Handwork, Ms. Jensen:
As the school year comes to an end, we’ve all learned how to be adaptable and flexible in facing the educational challenges of remote learning. I’m so proud of how Mountain Laurel students, parents and staff have risen to the challenge of this very different educational model. During this time of remote learning, as always, developing and nurturing the children’s will force is critical and handwork is one of the key components of Waldorf education to serve this function. When we shifted to remote learning in March, many of the handwork projects were close to completion and the students have continued to work on their projects at home. With the help of instructional videos, borrowed sewing machines, video calls and much perseverance, many projects were completed. I’m so proud of the students.
Sculpture, Ms. Liebovitz and Ms. McCloskey:
As we are all home working online and alongside our families doing our academic work, we are also working on other subjects such as sculpture. The sculpture teachers prepared work for the children to take home
Orchestra, Mr. Mark Bernstein:
This semester, before we moved to the online format, we worked on a very ambitious program:
1. ‘Aboriginal Rituals’ by Elliot Del Borgo
2. Tchaikovsky Symphony #5 —‘Finale’
3. ‘Slane,’ a fantasy on an Irish melody, Arr. by Douglas Wagner.
We were very close to being performance ready and I can tell you, the orchestra sounded great! We are even considering adding a Bruno Mars medley!
From the middle of March to present, the orchestra classes have been split between studying Western Music History on Wednesdays and preparing for a Virtual Orchestra Performance on Fridays.
The students have been great — patient, resilient and trying their best to be engaged with the music in this challenging format.
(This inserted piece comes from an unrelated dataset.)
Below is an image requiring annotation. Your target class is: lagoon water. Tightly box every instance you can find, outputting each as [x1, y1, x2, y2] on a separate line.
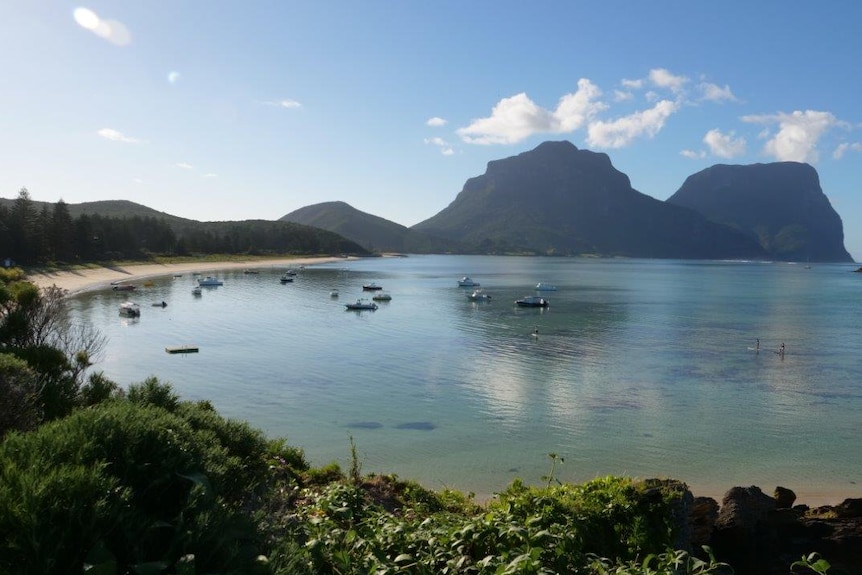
[73, 256, 862, 501]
Kudos and much gratitude also to you, their parents, and to my amazing colleagues at MLWS!!!
Chorus, Mr. Steve Bernstein:
7th & 8th Grade Chorus:
We practiced a lot of music between January and March 13.
“Yesterday,” by the Beatles, “Your Song,” by Elton John, “Seasons of Love,” from the Broadway show “Rent,” “Follow the Drinking Gourd,” with percussion “tryouts”on conga and shaker, and “UFO,” by Coldplay.
Distance learning included focusing on Seasons of Love until it was clear that we would not be having a concert. There was a songwriting assignment with choices of writing music or lyrics. And then there was Educational Jeopardy!
4th, 5th & 6th Grade Chorus:
We practiced many tunes including “Penny Lane,” by the Beatles, “Casey Jones,” Traditional American, “Into White,” by Cat Stevens, “Sometimes I Feel Like a Motherless Child,” African American Spiritual, “Dona Nobis Pacem,” 3 part Round, and “Go Lassie Go,” Traditional Scottish.
Distance learning (for the 6th Grade only) included questions and a drawing pertaining to one of the songs we worked on. And then there was Educational Jeopardy as well!